I miei colleghi me lo hanno chiesto, e io ho risposto come potevo. Forse tu avresti potuto far di meglio, Padre Ignazio, ma io non ho trovato nulla negli Exercitia Spiritualia, nulla che possa aiutarmi. Essi non erano un popolo corrotto; non so quali dèi adorassero, né se poi ne adorassero. Ma io li ho guardati attraverso i secoli e ho visto, mentre tornava alla luce del loro sole immiserito, quella generosa battaglia per sopravvivere.

Conosco le risposte che i miei colleghi daranno quando saranno tornati sulla Terra; diranno che l’universo non ha scopo né un disegno e che, dal momento che cento soli esplodono ogni anno nella nostra Galassia, in questo momento esatto qualche razza sta morendo nelle profondità dello spazio. Che quella razza abbia agito bene o male durante la sua esistenza non porterà in fondo alcuna differenza: non c’è giustizia divina, perché non esiste Dio.

Naturalmente, quello che abbiamo visto non porta ancora nessuna prova di questa asserzione; chiunque parli così è semplicemente influenzato dai sentimenti, non dalla logica. Dio non ha bisogno di giustificare le Sue azioni all’uomo. Egli ha costruito l’universo, e può distruggerlo quando vuole. È giudizio temerario, pericolosamente vicino alla bestemmia, affermare che cosa Egli possa o non possa fare.

Questo avrei potuto accettarlo, anche se è duro pensare a interi mondi e popolazioni gettati alle fiamme. Ma a un certo punto anche la fede più profonda deve vacillare: e io so, ora che ho sotto gli occhi i miei calcoli, so di essere arrivato a quel punto.
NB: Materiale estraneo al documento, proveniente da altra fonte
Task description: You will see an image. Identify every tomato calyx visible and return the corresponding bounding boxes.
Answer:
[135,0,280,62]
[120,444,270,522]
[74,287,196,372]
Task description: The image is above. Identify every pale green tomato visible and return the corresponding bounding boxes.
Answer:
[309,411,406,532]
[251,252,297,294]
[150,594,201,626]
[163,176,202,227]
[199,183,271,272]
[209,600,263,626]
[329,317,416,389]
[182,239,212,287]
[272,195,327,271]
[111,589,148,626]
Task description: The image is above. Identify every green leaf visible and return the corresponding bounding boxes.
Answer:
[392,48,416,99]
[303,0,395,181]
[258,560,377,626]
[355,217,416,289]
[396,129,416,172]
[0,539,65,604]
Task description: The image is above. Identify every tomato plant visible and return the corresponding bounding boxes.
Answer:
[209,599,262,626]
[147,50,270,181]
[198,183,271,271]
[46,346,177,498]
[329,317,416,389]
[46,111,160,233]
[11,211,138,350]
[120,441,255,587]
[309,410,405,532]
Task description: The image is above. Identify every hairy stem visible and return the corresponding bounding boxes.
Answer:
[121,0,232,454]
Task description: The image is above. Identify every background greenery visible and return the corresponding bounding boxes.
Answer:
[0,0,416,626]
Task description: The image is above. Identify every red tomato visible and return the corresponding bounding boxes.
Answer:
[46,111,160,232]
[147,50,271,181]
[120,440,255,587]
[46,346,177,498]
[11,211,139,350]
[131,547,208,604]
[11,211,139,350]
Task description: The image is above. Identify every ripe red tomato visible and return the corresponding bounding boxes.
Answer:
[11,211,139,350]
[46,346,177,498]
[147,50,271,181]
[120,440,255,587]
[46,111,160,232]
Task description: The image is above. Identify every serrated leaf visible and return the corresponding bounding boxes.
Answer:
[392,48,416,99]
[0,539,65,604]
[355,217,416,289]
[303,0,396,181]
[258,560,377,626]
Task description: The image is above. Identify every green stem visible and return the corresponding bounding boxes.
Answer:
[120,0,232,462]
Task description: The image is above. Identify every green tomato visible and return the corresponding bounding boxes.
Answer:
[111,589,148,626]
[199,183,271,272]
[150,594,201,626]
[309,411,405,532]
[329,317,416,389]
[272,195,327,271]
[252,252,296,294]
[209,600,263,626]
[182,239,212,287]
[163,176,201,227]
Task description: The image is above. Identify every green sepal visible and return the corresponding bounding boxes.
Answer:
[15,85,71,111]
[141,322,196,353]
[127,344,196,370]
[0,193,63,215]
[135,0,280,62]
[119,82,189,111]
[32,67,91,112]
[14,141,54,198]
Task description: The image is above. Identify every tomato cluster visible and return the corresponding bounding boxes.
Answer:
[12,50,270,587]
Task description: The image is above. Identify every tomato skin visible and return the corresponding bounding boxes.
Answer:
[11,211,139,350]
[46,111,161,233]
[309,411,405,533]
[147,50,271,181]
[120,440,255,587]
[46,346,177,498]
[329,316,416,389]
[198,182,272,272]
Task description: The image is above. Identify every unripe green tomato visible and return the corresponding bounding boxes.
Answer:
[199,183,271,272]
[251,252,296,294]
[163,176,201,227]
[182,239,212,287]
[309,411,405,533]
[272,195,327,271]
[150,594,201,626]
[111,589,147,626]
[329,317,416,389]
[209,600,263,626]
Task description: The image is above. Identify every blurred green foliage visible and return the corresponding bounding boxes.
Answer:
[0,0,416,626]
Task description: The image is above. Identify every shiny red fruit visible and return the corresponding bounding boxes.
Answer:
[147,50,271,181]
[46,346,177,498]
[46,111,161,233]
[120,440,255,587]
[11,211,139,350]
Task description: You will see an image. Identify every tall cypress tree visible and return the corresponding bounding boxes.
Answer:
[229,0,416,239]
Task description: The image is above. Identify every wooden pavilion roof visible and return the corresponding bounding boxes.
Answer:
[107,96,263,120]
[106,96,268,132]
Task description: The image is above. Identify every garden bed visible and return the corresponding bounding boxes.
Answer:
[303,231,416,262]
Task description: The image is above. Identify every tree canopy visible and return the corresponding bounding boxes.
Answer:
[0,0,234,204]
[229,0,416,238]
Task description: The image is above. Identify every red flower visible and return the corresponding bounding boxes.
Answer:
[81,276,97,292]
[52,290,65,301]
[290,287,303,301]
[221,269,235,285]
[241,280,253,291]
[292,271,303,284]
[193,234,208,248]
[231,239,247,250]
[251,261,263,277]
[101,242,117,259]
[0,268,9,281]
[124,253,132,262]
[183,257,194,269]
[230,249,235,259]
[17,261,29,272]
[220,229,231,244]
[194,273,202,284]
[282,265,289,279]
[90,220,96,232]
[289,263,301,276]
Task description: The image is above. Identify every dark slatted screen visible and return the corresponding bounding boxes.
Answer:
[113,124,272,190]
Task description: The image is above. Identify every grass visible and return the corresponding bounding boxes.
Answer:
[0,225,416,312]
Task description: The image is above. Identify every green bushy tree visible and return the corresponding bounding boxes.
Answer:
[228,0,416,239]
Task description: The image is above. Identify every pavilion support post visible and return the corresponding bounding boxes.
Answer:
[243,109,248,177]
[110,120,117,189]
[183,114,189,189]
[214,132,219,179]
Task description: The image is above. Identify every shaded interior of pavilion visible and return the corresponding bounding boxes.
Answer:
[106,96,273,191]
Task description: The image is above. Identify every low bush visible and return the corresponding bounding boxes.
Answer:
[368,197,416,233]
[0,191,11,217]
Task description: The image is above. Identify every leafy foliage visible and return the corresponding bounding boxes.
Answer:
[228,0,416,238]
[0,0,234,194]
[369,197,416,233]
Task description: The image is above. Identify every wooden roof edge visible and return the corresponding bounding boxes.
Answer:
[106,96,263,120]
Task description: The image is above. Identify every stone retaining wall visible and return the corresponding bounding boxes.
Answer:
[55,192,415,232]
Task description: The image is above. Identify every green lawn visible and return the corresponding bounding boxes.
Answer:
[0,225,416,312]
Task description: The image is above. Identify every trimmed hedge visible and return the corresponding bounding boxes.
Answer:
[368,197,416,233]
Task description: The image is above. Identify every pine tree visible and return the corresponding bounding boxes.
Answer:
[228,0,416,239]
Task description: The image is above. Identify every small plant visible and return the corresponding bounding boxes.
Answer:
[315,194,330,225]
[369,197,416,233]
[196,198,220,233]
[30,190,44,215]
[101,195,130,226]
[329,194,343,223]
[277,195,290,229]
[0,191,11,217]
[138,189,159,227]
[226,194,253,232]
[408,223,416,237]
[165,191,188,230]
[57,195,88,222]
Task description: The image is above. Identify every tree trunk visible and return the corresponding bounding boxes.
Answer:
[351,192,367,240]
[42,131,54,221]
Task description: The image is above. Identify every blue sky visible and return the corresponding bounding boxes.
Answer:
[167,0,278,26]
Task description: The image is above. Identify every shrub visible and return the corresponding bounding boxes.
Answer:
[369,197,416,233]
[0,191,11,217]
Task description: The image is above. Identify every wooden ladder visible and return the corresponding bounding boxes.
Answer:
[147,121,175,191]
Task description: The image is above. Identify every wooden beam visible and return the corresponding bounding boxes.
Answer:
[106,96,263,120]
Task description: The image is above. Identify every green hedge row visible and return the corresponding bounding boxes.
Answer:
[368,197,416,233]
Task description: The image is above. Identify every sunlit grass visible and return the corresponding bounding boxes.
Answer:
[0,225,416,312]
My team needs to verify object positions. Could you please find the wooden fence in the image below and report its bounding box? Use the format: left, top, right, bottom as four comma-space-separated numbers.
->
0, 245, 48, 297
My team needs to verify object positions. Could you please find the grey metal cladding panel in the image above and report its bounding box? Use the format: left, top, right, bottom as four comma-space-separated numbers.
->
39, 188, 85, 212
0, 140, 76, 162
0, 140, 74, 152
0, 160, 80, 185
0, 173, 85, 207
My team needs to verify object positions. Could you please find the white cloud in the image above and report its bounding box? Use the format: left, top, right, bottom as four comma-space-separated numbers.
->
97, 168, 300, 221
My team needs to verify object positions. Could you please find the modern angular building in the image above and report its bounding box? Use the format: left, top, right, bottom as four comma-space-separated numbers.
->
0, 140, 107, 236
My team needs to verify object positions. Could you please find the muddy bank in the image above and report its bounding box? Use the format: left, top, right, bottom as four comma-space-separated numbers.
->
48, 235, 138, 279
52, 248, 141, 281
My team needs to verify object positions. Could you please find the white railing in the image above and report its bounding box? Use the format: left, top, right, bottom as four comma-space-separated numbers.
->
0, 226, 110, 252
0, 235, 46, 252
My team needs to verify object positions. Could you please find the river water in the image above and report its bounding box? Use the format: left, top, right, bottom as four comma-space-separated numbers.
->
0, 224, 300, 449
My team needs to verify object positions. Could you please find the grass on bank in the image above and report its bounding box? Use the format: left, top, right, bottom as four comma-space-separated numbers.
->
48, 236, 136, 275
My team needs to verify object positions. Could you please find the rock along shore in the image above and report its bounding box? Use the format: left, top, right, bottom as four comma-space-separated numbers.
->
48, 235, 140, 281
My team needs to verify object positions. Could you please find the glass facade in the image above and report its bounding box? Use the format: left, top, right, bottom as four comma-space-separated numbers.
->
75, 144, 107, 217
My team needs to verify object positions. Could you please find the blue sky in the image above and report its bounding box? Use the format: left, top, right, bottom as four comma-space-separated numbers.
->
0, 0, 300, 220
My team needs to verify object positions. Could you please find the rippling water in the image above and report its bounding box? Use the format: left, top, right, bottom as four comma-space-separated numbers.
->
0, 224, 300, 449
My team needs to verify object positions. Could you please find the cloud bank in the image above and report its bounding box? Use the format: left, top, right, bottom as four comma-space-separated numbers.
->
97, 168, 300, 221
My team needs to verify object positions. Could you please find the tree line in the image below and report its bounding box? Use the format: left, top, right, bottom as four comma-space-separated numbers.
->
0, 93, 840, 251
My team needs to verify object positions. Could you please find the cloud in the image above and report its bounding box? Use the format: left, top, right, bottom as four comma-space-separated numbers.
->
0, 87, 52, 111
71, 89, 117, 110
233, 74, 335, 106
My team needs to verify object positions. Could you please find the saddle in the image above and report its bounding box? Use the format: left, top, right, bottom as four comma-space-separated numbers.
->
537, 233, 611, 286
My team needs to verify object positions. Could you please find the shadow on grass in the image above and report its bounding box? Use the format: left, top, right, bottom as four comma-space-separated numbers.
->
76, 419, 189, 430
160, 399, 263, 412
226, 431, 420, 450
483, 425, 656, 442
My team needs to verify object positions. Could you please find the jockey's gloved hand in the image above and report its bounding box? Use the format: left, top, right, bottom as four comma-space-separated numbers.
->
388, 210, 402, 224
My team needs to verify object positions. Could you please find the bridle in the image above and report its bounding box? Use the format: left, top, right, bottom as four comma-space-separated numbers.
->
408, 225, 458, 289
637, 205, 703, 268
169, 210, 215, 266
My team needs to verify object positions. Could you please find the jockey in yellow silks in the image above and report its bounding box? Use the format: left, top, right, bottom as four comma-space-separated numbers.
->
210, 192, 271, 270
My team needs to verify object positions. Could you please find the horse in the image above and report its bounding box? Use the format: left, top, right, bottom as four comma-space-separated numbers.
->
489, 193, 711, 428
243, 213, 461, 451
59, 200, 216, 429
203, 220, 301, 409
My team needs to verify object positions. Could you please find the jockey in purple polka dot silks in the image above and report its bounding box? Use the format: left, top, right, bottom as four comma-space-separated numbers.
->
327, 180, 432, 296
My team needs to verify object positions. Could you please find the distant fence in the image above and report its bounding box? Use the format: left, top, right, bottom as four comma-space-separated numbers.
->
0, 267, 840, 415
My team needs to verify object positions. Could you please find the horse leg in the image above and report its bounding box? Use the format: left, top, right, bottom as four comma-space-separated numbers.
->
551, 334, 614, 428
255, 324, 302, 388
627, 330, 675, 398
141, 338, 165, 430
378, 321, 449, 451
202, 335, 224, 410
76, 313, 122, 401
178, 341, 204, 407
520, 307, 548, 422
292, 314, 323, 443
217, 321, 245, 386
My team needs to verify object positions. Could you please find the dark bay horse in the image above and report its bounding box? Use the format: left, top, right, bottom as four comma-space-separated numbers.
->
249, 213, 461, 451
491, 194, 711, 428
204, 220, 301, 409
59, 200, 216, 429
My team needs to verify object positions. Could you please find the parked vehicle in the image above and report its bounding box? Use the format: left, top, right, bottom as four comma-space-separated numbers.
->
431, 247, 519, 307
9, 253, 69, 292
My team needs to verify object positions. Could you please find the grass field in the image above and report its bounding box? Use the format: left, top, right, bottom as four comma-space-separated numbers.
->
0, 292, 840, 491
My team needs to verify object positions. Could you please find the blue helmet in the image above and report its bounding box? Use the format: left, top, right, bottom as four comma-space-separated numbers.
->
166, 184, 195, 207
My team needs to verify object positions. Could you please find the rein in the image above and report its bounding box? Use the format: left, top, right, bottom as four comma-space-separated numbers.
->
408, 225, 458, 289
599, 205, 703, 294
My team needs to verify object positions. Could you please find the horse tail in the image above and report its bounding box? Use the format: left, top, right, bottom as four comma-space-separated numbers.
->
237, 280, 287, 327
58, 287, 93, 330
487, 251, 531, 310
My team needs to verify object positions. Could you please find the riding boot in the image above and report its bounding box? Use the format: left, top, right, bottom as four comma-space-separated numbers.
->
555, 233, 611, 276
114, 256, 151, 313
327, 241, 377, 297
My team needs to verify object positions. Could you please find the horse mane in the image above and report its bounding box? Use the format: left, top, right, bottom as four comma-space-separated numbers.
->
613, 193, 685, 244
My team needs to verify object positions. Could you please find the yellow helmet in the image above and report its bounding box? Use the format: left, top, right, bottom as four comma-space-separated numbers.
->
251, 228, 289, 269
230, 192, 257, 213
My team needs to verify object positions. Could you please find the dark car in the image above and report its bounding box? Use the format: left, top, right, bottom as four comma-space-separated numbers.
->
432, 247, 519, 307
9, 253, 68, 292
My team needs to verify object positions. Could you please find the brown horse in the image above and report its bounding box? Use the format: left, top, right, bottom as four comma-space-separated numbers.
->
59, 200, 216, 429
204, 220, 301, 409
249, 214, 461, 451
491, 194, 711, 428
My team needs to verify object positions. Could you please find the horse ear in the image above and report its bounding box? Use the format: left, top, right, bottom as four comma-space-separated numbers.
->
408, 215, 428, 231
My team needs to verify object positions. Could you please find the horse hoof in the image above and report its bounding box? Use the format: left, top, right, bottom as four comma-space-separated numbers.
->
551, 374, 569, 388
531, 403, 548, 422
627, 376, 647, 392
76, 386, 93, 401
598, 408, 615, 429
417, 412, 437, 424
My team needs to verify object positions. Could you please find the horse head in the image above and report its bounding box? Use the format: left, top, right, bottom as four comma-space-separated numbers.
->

Non potevamo sapere, prima di aver raggiunto la nebulosa, quanto tempo prima fosse avvenuta l’esplosione. Ora, per l’evidenza matematica e i rilievi sulle rocce di quell’unico pianeta superstite, sono in grado di stabilire la data con estrema precisione. So in quale anno la luce di quest’immane esplosione raggiunse la Terra. E so con quale splendore la supernova, ora ridotta a morte rovine che scivolano via dietro la nostra nave in fuga, sfolgorò nel cielo terrestre. So come deve aver brillato bassa a Oriente prima dell’alba, come un segnale.

Non possono più sussistere ragionevoli dubbi: l’antico mistero è finalmente risolto. Ma Dio, Dio… quante altre stelle avresti potuto cogliere!

Perché hai voluto gettare tra le fiamme quelle genti, per scagliare il simbolo ardente della loro fine sopra Betlemme?